It might not fail to you. But once hard disks starts to fail badly, it usually becomes very unreliable. The most important thing is that once the data reach the bad sectors, the data will be at risk also. So its better to be on the safe side and backup all the data and replace the drive.
The disk has no more bad sectors
and the count on any of the errors has not increased.
I have spent countless hours in the past trying to save drives. HD regenerator, Spinrite, defrag programs. Only to have them fail after temporarily breathing life back in. Not one lasted more then a couple weeks. So now I just buy a new. Much easier and less time consuming. A soon as I start getting errors I secure wipe it, sell it and replace
I've been using it daily for the past 3 months and it's still working fine. I won't be using it for any system critical applications. It's basically a spare media drive where i store and seed torrents and a place to keep various backups.
Throwing old hardware away, without even trying to fix it or find a use just seems very wasteful to me.

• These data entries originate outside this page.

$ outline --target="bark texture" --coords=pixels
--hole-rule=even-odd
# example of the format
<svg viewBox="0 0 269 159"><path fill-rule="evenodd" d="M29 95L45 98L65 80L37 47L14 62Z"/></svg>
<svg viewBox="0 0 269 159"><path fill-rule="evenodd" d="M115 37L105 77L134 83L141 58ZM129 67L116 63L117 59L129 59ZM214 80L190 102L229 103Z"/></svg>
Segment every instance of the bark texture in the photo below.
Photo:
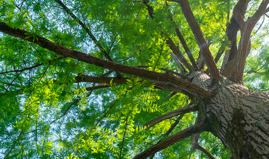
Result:
<svg viewBox="0 0 269 159"><path fill-rule="evenodd" d="M269 93L223 79L205 107L211 131L235 159L269 158Z"/></svg>

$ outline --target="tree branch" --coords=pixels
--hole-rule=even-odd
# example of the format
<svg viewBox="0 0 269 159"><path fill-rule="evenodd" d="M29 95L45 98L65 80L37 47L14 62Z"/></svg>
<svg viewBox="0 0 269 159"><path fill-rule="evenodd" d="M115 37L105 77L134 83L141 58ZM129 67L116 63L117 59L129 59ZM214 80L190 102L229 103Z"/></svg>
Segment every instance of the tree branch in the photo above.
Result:
<svg viewBox="0 0 269 159"><path fill-rule="evenodd" d="M166 3L166 5L168 6L167 1L165 2L165 3ZM175 21L173 20L173 17L172 15L172 14L170 11L170 9L168 10L168 12L169 13L171 14L171 16L170 16L170 20L175 25L175 31L176 33L176 35L177 35L177 37L179 39L179 40L180 41L180 42L181 43L181 44L182 45L183 47L184 50L185 50L185 52L187 54L187 55L188 55L188 57L189 57L189 59L190 59L190 61L191 63L191 64L192 65L192 66L194 68L194 69L198 70L199 68L197 66L197 64L195 62L195 60L194 60L193 56L191 54L191 53L190 51L190 49L189 49L189 47L188 47L188 45L187 45L187 43L186 43L186 41L185 41L185 39L184 39L184 37L182 36L182 34L181 34L181 33L180 32L180 31L179 30L179 29L178 28L178 26L177 25L177 24L176 24Z"/></svg>
<svg viewBox="0 0 269 159"><path fill-rule="evenodd" d="M200 146L199 144L197 145L197 149L205 153L205 154L206 155L206 156L207 156L210 159L216 159L213 156L211 155L211 154L210 154L210 153L209 153L207 151L206 151L206 150L204 149L204 148Z"/></svg>
<svg viewBox="0 0 269 159"><path fill-rule="evenodd" d="M206 131L208 131L208 128L204 122L194 125L150 147L135 156L133 159L145 159L151 155L163 150L180 140L189 137L193 134Z"/></svg>
<svg viewBox="0 0 269 159"><path fill-rule="evenodd" d="M175 24L175 21L173 21L173 22ZM198 65L195 62L195 60L194 60L194 58L193 58L193 56L192 56L192 54L191 54L190 49L189 49L189 47L188 47L188 45L187 45L187 43L186 43L186 41L185 41L185 39L184 39L184 37L181 34L181 32L180 32L180 31L179 30L179 29L177 26L177 24L176 24L176 25L175 30L176 35L179 39L179 40L180 40L180 42L181 43L181 44L182 45L183 48L185 50L185 52L187 54L187 55L188 55L188 57L190 59L191 64L195 69L199 69Z"/></svg>
<svg viewBox="0 0 269 159"><path fill-rule="evenodd" d="M94 90L101 89L104 88L107 88L111 87L111 86L109 84L111 80L113 80L112 82L113 83L116 83L117 84L127 84L127 79L130 79L127 78L119 77L92 77L89 76L85 75L80 75L79 76L75 77L76 80L76 82L95 82L98 83L108 83L106 84L100 84L97 86L95 86L94 88ZM142 82L140 81L140 82ZM151 82L151 83L152 82ZM178 88L178 87L175 87L171 84L163 84L158 82L154 82L154 88L156 89L159 89L161 90L169 90L172 91L175 91L176 92L179 92L186 95L188 95L188 92L183 90L181 89ZM86 90L87 89L91 89L92 87L86 87Z"/></svg>
<svg viewBox="0 0 269 159"><path fill-rule="evenodd" d="M63 58L64 58L64 57L62 56L62 57L59 57L59 58L58 58L57 59L53 59L53 60L48 60L48 63L50 63L53 62L54 61L61 60L61 59L63 59ZM23 72L23 71L26 71L26 70L31 70L31 69L34 69L34 68L37 68L37 67L38 67L39 66L42 66L43 64L44 64L44 63L40 63L40 64L36 64L36 65L35 65L34 66L33 66L32 67L27 68L24 68L24 69L21 69L21 70L14 70L14 71L7 71L7 72L2 72L2 73L0 73L0 75L6 74L6 73L10 73L22 72Z"/></svg>
<svg viewBox="0 0 269 159"><path fill-rule="evenodd" d="M25 39L27 36L26 34L29 34L24 30L12 28L3 22L0 22L0 31L22 39ZM34 41L34 37L36 38L36 39L38 39L38 41L35 40ZM137 76L143 79L148 79L154 82L171 85L196 96L205 98L209 95L211 92L210 90L203 88L172 75L156 73L108 61L94 56L68 48L58 44L52 42L43 37L39 37L36 35L34 35L34 36L29 37L25 40L33 42L43 48L62 56L67 56L108 70L117 71L119 73Z"/></svg>
<svg viewBox="0 0 269 159"><path fill-rule="evenodd" d="M181 119L183 117L184 117L184 115L181 115L180 116L179 116L177 118L177 119L176 119L176 120L175 121L175 122L174 123L174 124L172 124L172 125L171 125L171 127L168 129L168 130L167 130L166 131L166 133L165 133L165 135L166 136L168 136L169 134L170 134L170 133L171 133L172 131L175 128L176 126L179 123L179 120L181 120ZM161 140L159 141L159 142L158 142L157 144L159 143L161 141ZM149 158L149 159L152 159L154 157L154 155L155 155L155 154L153 154L152 155L151 155L151 156Z"/></svg>
<svg viewBox="0 0 269 159"><path fill-rule="evenodd" d="M258 9L252 17L248 18L244 29L241 30L237 61L235 66L235 69L232 73L231 77L236 80L243 81L246 60L250 51L248 49L251 45L250 40L251 32L260 18L264 14L269 3L269 0L262 0Z"/></svg>
<svg viewBox="0 0 269 159"><path fill-rule="evenodd" d="M181 74L183 75L186 75L187 72L186 69L185 69L184 66L183 66L182 64L180 62L179 60L178 60L176 56L171 52L169 52L169 53L170 53L170 55L172 57L172 59L174 60L174 61L176 62L177 65L179 67L179 69L180 69L180 72L181 72Z"/></svg>
<svg viewBox="0 0 269 159"><path fill-rule="evenodd" d="M163 33L162 32L162 34ZM166 40L166 44L169 45L169 47L170 49L172 50L173 52L176 55L177 58L179 61L186 67L186 68L189 70L190 72L193 72L194 71L193 67L186 60L184 56L178 49L178 48L175 46L174 42L172 40L168 37L168 40Z"/></svg>
<svg viewBox="0 0 269 159"><path fill-rule="evenodd" d="M105 50L105 49L102 46L100 43L98 42L98 41L97 41L95 37L93 35L93 34L92 33L91 30L89 29L89 28L87 27L86 26L86 25L84 23L83 23L78 17L77 17L76 15L75 15L75 14L73 13L72 11L70 10L70 9L69 9L64 3L63 3L63 2L61 0L54 0L54 1L57 2L59 4L60 4L60 5L61 5L63 7L63 9L64 10L65 10L65 11L66 11L67 14L69 15L71 17L72 17L73 19L74 19L74 20L78 21L79 25L80 25L80 26L81 26L81 27L86 31L88 35L89 35L91 39L93 40L93 41L94 41L96 46L97 46L97 47L99 48L99 49L100 50L101 52L103 53L103 54L105 55L106 58L107 58L107 59L109 61L113 62L113 60L112 60L112 59L111 59L110 56L109 56L108 53L107 53L107 52ZM121 75L121 74L120 74L119 73L117 73L117 75L118 76Z"/></svg>
<svg viewBox="0 0 269 159"><path fill-rule="evenodd" d="M188 0L179 0L178 2L181 6L182 12L192 31L200 49L203 50L203 54L206 58L207 67L209 69L210 76L213 81L218 80L221 78L221 76L218 70L214 58L209 50L208 45L205 40L202 31L194 18L194 15L191 11Z"/></svg>
<svg viewBox="0 0 269 159"><path fill-rule="evenodd" d="M161 115L157 118L152 120L150 122L147 123L144 126L144 128L148 128L152 126L158 124L159 122L163 121L174 116L185 114L192 112L197 111L198 109L198 106L196 105L191 105L186 107L178 108L177 109L170 111L166 114Z"/></svg>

With HDDs it all depends on the kind of problem you have with your disk, for example if you were to suffer a head crash, then there wouldn't be much you could do to repair the disk, although if the heads weren't damaged you could partition around the damaged area.
The disk that i showed failed due to power-cuts. It would be in the middle of writing a sector and suffer from a power outage. I have a UPS now, so that won;t be a problem any more. The damage has been repaired as far as i can tell. At the moment, it just seems to be the S.M.A.R.T that is knackered, I get normal values when first opening a SMART monitor (most of the time), then leaving it on until it refreshes causes a huge amount of SMART errors.
Not all disks are irreparable once errors occur.